Но кто действительно заслуживал внимания, так это Уильям Хоуп, беглая встреча с которым не выходила у Кристофа из головы. Как он сопротивлялся, когда его заталкивали в стеклянную камеру и засовывали трубки едва ли не во все головные отверстия. Нет, ему вовсе не было его жаль, однако от подобного зрелища у мужчины до сих пор бегали мурашки.
Уильяма Хоупа поймали год назад, выйдя на него по горячим следам. В Нанси на протяжении двух лет исчезали женщины и девушки, ведущие разгульный образ жизни: проститутки, наркоманки, – однако среди них жандармерия опознала и несколько жертв из приличных семей. Одна параллель оказалась четко ясна – убийца охотился за теми, кто не напоминал милых и приличных домохозяек или же приверженец здорового образа жизни. Расчлененные тела находили со вспоротыми от лобка до грудины животами, внутренние органы были полностью изъяты; грудная клетка раскрыта по подобию кровавого орла.

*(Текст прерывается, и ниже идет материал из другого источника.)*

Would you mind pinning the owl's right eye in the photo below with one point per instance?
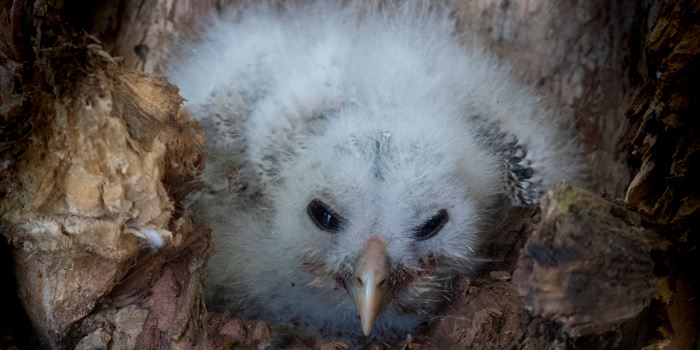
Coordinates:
(323, 216)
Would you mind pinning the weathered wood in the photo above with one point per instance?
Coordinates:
(92, 153)
(589, 264)
(100, 176)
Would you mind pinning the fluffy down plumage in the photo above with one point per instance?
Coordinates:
(383, 115)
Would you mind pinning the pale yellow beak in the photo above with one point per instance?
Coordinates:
(370, 281)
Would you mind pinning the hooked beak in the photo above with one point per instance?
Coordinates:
(370, 281)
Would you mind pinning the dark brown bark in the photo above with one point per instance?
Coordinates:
(581, 272)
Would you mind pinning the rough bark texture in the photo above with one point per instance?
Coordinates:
(96, 156)
(97, 173)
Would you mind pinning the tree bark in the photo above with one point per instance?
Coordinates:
(98, 158)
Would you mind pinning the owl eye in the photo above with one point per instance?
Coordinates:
(431, 227)
(325, 218)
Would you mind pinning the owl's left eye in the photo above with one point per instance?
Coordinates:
(431, 227)
(325, 218)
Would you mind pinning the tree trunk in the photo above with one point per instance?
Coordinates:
(97, 159)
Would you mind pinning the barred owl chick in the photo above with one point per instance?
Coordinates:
(357, 155)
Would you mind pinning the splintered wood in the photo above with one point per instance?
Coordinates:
(97, 162)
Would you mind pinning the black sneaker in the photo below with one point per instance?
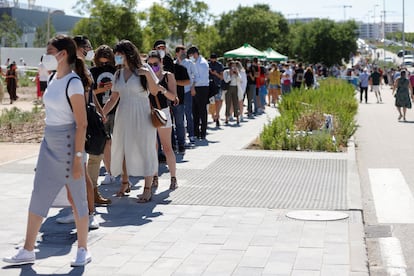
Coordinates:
(181, 149)
(162, 158)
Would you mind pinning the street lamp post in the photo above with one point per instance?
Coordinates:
(49, 15)
(403, 32)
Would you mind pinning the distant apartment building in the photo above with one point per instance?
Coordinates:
(30, 16)
(376, 31)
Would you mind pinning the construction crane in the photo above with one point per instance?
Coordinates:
(31, 3)
(342, 7)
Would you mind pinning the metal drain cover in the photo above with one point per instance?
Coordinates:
(317, 215)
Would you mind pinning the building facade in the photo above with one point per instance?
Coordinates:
(29, 17)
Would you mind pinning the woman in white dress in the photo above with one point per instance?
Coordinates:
(134, 137)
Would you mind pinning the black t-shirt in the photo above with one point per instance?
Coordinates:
(299, 74)
(218, 67)
(181, 74)
(100, 76)
(161, 98)
(168, 63)
(251, 72)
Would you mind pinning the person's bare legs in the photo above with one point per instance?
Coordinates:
(82, 226)
(107, 156)
(89, 192)
(404, 112)
(34, 222)
(165, 138)
(399, 111)
(125, 186)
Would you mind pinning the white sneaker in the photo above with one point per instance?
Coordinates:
(82, 257)
(67, 219)
(93, 223)
(109, 179)
(22, 257)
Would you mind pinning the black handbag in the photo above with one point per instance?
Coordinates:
(96, 136)
(95, 132)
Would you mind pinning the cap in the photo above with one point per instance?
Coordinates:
(159, 42)
(192, 50)
(154, 53)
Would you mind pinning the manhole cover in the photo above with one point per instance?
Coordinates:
(317, 215)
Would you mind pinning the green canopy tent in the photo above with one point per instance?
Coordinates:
(245, 51)
(273, 55)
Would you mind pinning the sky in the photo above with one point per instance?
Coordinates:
(359, 10)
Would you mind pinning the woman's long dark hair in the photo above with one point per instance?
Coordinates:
(104, 51)
(131, 53)
(63, 42)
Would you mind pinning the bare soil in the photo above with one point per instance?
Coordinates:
(23, 132)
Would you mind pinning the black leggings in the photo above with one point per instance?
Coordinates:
(362, 90)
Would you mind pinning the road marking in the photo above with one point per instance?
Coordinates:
(392, 256)
(393, 200)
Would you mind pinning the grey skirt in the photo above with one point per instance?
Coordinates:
(54, 170)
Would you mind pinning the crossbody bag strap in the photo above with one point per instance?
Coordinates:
(66, 91)
(157, 101)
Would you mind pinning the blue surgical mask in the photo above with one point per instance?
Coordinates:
(119, 60)
(156, 68)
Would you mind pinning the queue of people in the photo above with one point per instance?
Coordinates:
(124, 87)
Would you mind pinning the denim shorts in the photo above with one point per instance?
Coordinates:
(218, 96)
(274, 86)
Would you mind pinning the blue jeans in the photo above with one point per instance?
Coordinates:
(251, 99)
(179, 132)
(262, 95)
(188, 109)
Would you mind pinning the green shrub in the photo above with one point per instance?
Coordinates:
(301, 124)
(15, 116)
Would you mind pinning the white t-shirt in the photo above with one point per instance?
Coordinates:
(43, 73)
(58, 111)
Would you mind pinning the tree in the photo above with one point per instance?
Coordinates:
(109, 22)
(10, 32)
(187, 16)
(206, 40)
(324, 41)
(257, 25)
(41, 39)
(158, 22)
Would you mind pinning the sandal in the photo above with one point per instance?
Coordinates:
(173, 184)
(146, 195)
(154, 181)
(125, 188)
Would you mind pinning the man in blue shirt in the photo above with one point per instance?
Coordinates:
(181, 55)
(216, 75)
(363, 85)
(200, 91)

Несмотря на жестокость, в наибольше степени Кристоф оказался заворожен финальным штрихом – нарисованными под жертвой: на земле, стене, бетоне – огромными крыльями. За эту особенность желтая пресса прозвала Уильяма Охотником за Ангелами. Он не отрицал своей вины в зале суда, однако обвинял в своих деяниях «организацию, которая что-то с ним сделала».
Пусть судья и присяжные сочли его рассказ – бредней безумца, он являлся правдивым. Ведь изначально Уильям сохранял здравый рассудок и согласился на эксперименты Murkoff за достойное вознаграждение. Его мать сильно болела, а денег на операцию не было. Экспериментальная программа доктора Вернике из США исказила разум парня, сведя его с ума.